There is no escaping some basic epidemic math.

In the absence of a vaccine, stopping the spread of the virus requires about two-thirds of the population to have been infected. And some experts have argued that before what is known as herd immunity kicks in, the number of people infected nationwide could reach a staggering 90 percent if social distancing is relaxed and transmission rates climb. (It is also not clear how long immunity will last among those who have been infected.)

As testing capacity has increased, so has the number of cases being counted. But many jurisdictions are still missing cases and undercounting deaths. Many epidemiologists assume that roughly 10 times as many people have been infected with the coronavirus than the number of known cases.

Because of the time it will take for infections to spread, incubate and cause people to die, the effects of reopening states may not be known until six weeks after the fact. One model used by the Centers for Disease Control and Prevention includes an assumption that the infection rate will increase up to 20 percent in states that reopen.

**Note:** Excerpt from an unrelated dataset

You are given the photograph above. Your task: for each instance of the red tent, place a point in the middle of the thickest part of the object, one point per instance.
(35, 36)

Under that model, by early August, the most likely outcome is 3,000 more deaths in Georgia than the state has right now, 10,000 more each in New York and New Jersey, and around 7,000 more each in Pennsylvania, Illinois and Massachusetts. Under the model’s most likely forecast, the nation will see about 100,000 additional deaths by Aug. 4.

“Even if we’re past the first peak, that doesn’t mean the worst is behind us,” said Youyang Gu, the data scientist who created the model. “It goes up quickly but it’s a slow decline down.”